Victorian sensorium, natural history, collecting, Australia


While surveying the western coasts of Australia between 1818 and 1822, the naval officer and hydrographer, Phillip Parker King (1791-1856) avowed, “no country [has] ever produced a more extraordinary assemblage of indigenous productions – no country has proved richer than Australia in every branch of natural history” (Moyal 37).1 His enthusiastic assertion not only situates Australia as a fertile ground for imperial collection, echoing the legacy of Sir Joseph Banks (1743-1820) whose personal patronage of the scientific expedition on board the Endeavour initiated a reconnaissance of international natural history on an unprecedented scale, but it also provides insight into a popular conceptual paradigm that posited Australia as a land replete with natural wonders.

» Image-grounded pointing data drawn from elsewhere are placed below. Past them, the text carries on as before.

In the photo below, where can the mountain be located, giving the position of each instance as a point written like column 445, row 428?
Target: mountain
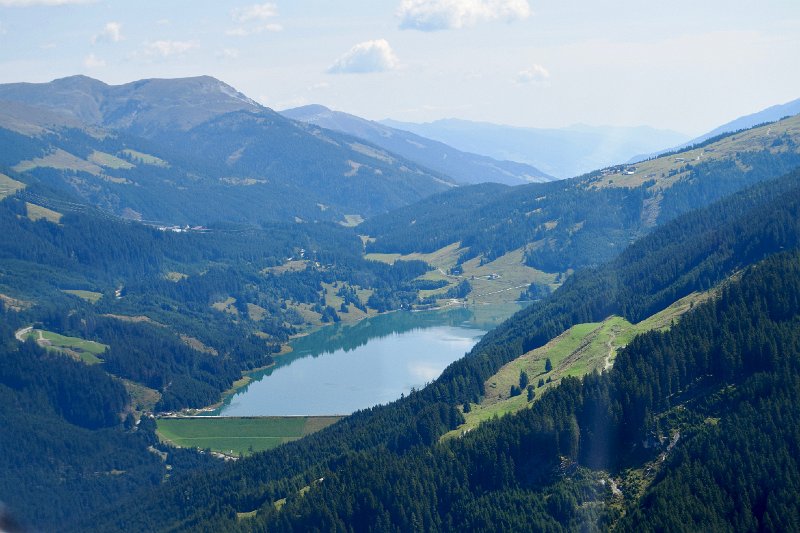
column 193, row 151
column 561, row 152
column 142, row 108
column 676, row 414
column 770, row 114
column 464, row 167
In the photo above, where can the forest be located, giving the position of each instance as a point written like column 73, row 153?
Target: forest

In this regard, King’s choice of language is particularly noteworthy. His use of the term ‘assemblage’ constructs a vision of Australia as a virtual collection or showcase of natural history phenomena, an organizing trope reminiscent of the cabinet of curiosities, a mode of collection and display that began to gain historical recognition in the fifteenth and sixteenth centuries with ecclesiastical and princely collections of natural and artificial wonders that ultimately paid homage to the wonder of God. Such collections played upon the senses through the deliberate juxtaposition and artistic composition of their featured objects. Straddling the divide between art and science, the cabinet was primarily a sensory model that relied upon the strategic employment of wonder as a mobilizing mechanism. Subscribing to this cabinet tradition, King’s superlative language is consciously employed to evoke wonder, arouse curiosity, and stir desire in his readers to visually, or perhaps physically, possess the peculiar antipodean riches of Australia.